Agents Are About Correction
When people hear “AI agent,” they picture AI that can do things. Schedule a meeting. Run a bash script. Query a database. Not wrong, but incomplete in a way that sends you down the wrong path.
AI with tools can already act on the world. That’s been true since function calling shipped. You give a model a tool definition and a handler. It reaches outside itself. Useful. Also fragile. It makes one attempt. If the result is wrong, nobody finds out until a human looks.

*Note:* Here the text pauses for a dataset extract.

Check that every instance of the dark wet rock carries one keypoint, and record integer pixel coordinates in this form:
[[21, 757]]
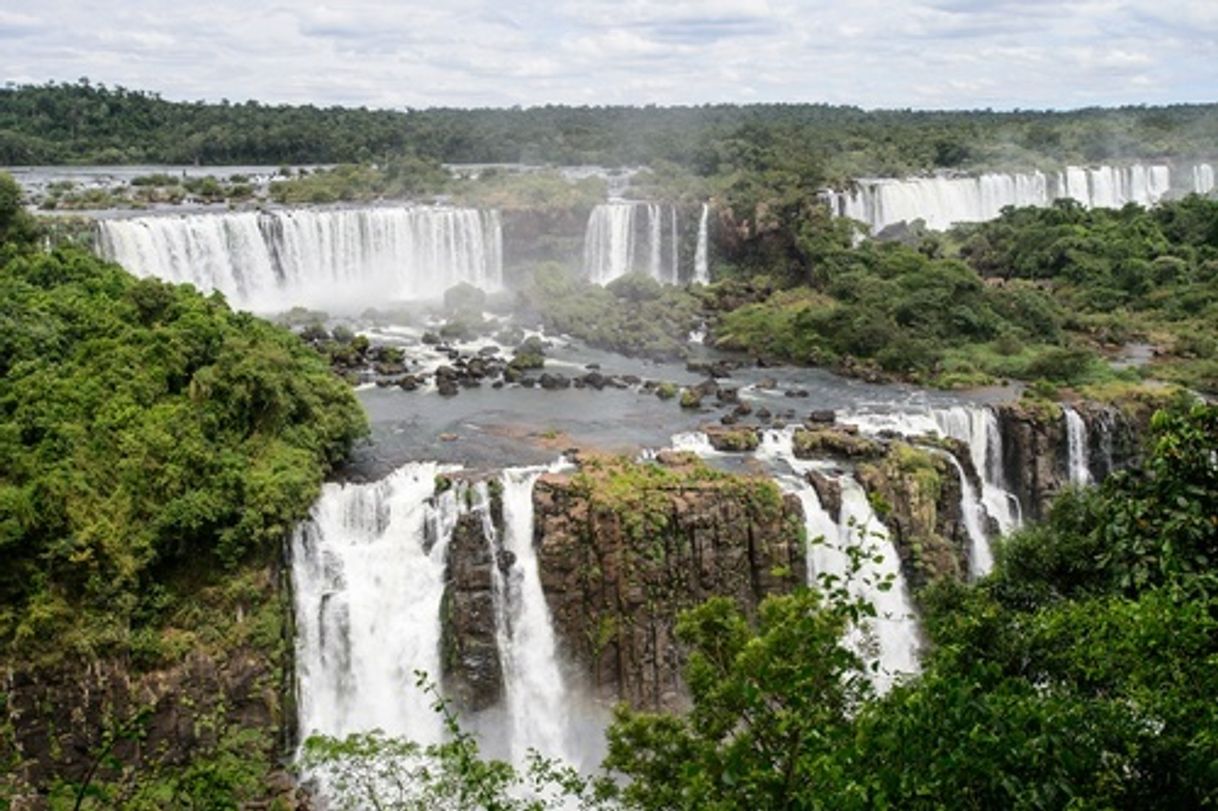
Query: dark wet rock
[[389, 369], [813, 443], [471, 671], [553, 381], [732, 440]]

The thing that makes an agent an agent is the loop. And the point of the loop is not autonomy. It’s correction.
Let Agents Be Wrong
This is the observation that I think gets insufficient weight. Models produce the wrong bash command. They grep for a pattern that doesn’t exist. They look for information in the wrong place. They misparse the user’s request on the first pass. This isn’t a bug. It’s a property. Models are probabilistic. They are confidently, fluently wrong some percentage of the time.
The instinct is to prevent this. Constrain the tools. Narrow the prompts. Build guardrails so tight that the model can’t make a wrong move. I get it. But it’s the wrong optimization. You’re spending your engineering effort trying to make a probabilistic system deterministic. You will lose that fight.
The better move is to let the model be wrong and give it the machinery to recover. In a single-shot tool call, failure is terminal. The model tried. It was wrong. You got bad output. Done. In a loop, that same failure is a data point. The model sees what went wrong and adjusts. Allow the mistakes. They rapidly converge on correct.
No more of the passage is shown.